Resident Physicians Are Unionizing. They Must Challenge For-Profit Health Care.

Around the country, resident physicians are joining unions. Recent votes by residents at the University of Vermont Medical Center (UVM), Stanford Medical Center (SMC), and Keck School of Medical of USC have all led to them joining the Committee of Interns and Residents, which is part of larger Service Employees International Union. These victories were achieved despite continued resistance from hospital bosses. Hospital bosses know that unionized residents physicians will be more difficult to exploit. This is why there is resistance. Residents should be more active in fighting for their rights and the care of patients. They should also demand that the healthcare system’s dynamics are challenged.

The rising popularity of resident physician unions is a result of a pro-union sentiment throughout the country. A recent study found that the United States’ approval of unions is at its highest level in more than 60 years. Gallup poll. As part of this pattern of growing support, workers in Amazon recently voted to establish the company’s first union in Staten Island, and Starbucks Workers around the country continue to win union votes, even with ongoing pushback and union-busting tactics from the company. Chris Smalls, interim President of ALU, stated that workers are becoming unionized to fight back against poor working conditions and not quit their jobs. Workers are looking for ways to fight back together against the boss, and more residents are joining unions to do the exact same.

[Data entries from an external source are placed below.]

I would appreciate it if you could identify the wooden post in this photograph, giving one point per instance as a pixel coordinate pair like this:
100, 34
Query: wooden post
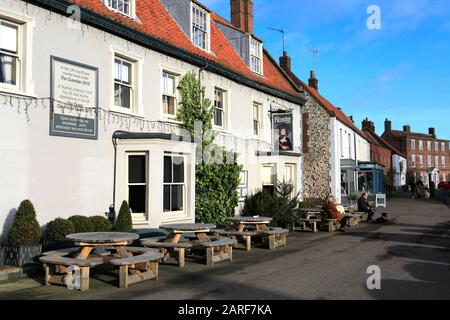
210, 256
47, 274
181, 257
123, 278
84, 281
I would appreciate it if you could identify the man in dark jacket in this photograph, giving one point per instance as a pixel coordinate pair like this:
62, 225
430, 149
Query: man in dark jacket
363, 206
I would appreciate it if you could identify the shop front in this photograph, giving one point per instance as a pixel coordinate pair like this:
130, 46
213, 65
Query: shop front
371, 178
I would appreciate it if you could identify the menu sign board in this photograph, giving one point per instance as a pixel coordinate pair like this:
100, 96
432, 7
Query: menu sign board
74, 93
282, 132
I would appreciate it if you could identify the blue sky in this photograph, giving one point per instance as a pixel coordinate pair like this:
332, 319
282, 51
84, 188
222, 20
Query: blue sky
400, 72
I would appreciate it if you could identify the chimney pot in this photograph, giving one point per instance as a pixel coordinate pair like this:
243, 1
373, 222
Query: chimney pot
286, 62
387, 125
312, 81
242, 15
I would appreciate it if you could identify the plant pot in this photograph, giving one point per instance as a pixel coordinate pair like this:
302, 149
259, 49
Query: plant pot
2, 256
22, 255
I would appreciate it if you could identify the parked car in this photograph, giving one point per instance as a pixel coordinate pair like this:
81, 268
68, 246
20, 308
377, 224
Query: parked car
444, 185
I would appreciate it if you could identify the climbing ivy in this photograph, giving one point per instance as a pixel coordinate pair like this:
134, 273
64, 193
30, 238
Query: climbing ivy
216, 183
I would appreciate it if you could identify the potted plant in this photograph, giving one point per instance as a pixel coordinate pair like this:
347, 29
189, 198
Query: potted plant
23, 237
56, 232
2, 256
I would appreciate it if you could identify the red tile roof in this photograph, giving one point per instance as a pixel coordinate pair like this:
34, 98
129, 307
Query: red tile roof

However, only about one-seventh of the more than 145,000 resident doctors in the United States are currently unionized. However, all residents should be able to join a union. As we have. written about previouslyResidents are cheap labor in an abusive, for-profit healthcare industry. Resident training is in many ways a way to make physicians more efficient workers in a capitalist system of healthcare. This dynamic is often at the heart of the fight for resident labor unions. Hospital residents fight their unions for more demands, such as raises and housing stipends.

And resident organizing for and through unions only increased during the height of the Black Lives Matter Movement and then again throughout varying waves of the pandemic as resident physicians were at the frontlines caring for patients and witnessing the outcomes of intersections of race and class under capitalism have on people’s bodies. These experiences clearly showed how institutions that claim they care about patients’ health and well-being put their bottom line ahead of the well-being and wellbeing of frontline healthcare workers.

There is no doubt that we need more resident unions. As the number of resident unions increases, the most militant sections of resident physicians must explore ways to push beyond the demands for workplace improvements to question the exploitative dynamics of residency and more generally the dynamics of the for-profit healthcare system. We have already discussed this. written about in the pastDuring their training, residents work between 80 and 100 hours per week. They are cheap labor for hospital systems, and this labor helps maintain the factory-like atmosphere of many of these healthcare environments. Resident programs claim that they are concerned about the long hours, but their hands are tied. Resident unions may be able to challenge the 80-hour workweek and force their hospitals or clinics into unilaterally cutting work hours in contracts. This is a potential avenue for resistance (remember, my CIR local did this when I was a resident here in NYC, winning the first CIR hourly contract).

Struggles shouldn’t stop for hours. Residents should think about challenging their own union leadership. Most residents are members of the Committee of Interns and Residents. The union often attempts to “play nice” or be cordial with hospital leaderships, even signing “no-strike” clauses with the hospitals or clinics at which they are based. Hospital executives are enemies of patients and healthcare workers, so there should not be any cordial relationships with them. The strike is one the most powerful tools available to workers, and contracts should never be reneged on its potential.

Resident mobilizations should extend beyond the confines of medical residency. Resident physicians should unite in their workplaces against the exploitative healthcare system and push their unions for better healthcare. There are some signs of this in the current resident unionizing efforts, where workers want to push harder for improvements at their workplaces. At UVM, for example, they “want to tackle broader working conditions at the hospital, including an ongoing staffing shortage and a lack of adequate work spaces.”

Physicians today, whether they are still in residency or not, should see themselves as part and parcel of the working class. They must work with others to improve their conditions and fight for the well-being of the common good. Residents could also mobilize their unions, and fight alongside other unions to resist recent threats to the American right to abortion. To mobilize healthcare workers against the current war in Ukraine, rank and file committees could also be formed. Unionized healthcare workers should be mobilized against these battles at their workplaces as well as on the streets.

The pandemic demonstrated that the maintenance of individual and communal health goes beyond the walls of any clinic or hospital. If the right to choose is denied, it can threaten health and well-being. Jeff Bezos exploits Amazon workers, forcing them to work in dangerous conditions. Residents must continue to organize and fight to be more active and combative in their fight to be extended to other sectors and to other healthcare workers.